On base PS5, there is a mild average uplift of roughly 3 fps since patch 1.1.1, which is welcome, if barely beyond a margin of error. And one 1.2.1 visual improvement on PS5 Pro, a fix to flickering Lumen Global Illumination (GI), does not make its way to base PS5.

Otherwise, we're left frustrated by some of Virtuos's decisions in the wake of this patch, including a lack of a 30 fps cap on PS5 Pro and a broken 30 fps cap on base PS5 that still features uneven frame pacing. On PC, while we welcome its new support for up to a 21:9 screen ratio, that ultrawide presentation does not extend to cut scenes (which a 21:9 community-made mod does enable, albeit with sometimes broken geometry or framing at the screen's edges).

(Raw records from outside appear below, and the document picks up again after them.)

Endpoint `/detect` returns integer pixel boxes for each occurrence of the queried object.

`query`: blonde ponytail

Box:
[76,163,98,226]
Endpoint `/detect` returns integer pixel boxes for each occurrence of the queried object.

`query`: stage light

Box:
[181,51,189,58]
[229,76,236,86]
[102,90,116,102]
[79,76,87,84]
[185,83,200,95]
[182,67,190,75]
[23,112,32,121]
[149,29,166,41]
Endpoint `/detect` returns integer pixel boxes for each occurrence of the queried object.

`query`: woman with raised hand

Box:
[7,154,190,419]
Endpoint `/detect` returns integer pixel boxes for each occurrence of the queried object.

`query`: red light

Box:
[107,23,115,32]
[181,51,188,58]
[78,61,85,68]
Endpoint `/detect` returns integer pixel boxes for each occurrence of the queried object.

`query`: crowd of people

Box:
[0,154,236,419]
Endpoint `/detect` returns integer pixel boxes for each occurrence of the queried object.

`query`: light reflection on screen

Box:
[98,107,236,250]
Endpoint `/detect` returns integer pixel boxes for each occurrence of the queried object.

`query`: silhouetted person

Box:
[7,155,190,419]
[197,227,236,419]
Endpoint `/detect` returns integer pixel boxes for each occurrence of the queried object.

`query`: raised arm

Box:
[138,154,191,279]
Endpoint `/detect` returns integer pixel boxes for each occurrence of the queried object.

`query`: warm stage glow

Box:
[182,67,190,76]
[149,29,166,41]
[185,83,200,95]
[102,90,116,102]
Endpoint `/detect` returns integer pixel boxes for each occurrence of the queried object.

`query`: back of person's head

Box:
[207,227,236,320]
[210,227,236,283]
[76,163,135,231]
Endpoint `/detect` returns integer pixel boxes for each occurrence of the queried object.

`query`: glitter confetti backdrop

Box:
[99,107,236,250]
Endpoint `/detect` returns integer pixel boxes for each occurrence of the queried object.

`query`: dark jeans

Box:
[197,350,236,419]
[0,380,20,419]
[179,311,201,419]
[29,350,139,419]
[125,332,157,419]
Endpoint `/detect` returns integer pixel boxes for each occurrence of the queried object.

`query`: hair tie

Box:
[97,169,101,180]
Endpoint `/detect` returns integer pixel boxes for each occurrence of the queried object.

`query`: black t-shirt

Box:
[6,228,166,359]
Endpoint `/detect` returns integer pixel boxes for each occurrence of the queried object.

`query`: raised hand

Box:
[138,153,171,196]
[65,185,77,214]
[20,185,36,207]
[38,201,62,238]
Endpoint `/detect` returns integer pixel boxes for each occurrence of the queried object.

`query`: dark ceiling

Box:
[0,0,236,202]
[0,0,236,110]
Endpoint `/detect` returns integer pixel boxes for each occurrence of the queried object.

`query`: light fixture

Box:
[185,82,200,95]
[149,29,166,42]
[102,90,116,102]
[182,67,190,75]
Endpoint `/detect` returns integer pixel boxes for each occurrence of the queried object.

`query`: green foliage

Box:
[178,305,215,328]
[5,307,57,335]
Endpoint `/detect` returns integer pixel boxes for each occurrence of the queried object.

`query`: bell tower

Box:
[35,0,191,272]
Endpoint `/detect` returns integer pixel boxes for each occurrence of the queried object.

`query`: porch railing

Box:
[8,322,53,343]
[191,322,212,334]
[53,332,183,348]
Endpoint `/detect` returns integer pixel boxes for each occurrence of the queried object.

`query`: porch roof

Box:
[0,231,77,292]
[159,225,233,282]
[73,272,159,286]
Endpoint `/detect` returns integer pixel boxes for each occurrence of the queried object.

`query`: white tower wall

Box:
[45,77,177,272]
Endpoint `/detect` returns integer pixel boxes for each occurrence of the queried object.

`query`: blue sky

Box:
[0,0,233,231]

As one brute force solution for PlayStation 5 consoles, we'd love to see those versions receive a 120 fps VRR mode, which would clean up frame time presentation on compatible TVs thanks to low frame-rate compensation (LFC). For now, we're pessimistic about Konami and Virtuos getting CPU-bound issues cleaned up, and the game's admittedly refreshed graphics still don't (in our opinion) pair well with the game's classic animations. Thus, our best recommendations are a bit clumsy: choosing the PC version with a high-end GPU and driver-level frame generation (or an actual DLSS frame-gen hack), to propel the game beyond its 60 fps cap on PCs, or lugging out original consoles to play Metal Gear Solid 3 on either PS2 or PS3 again.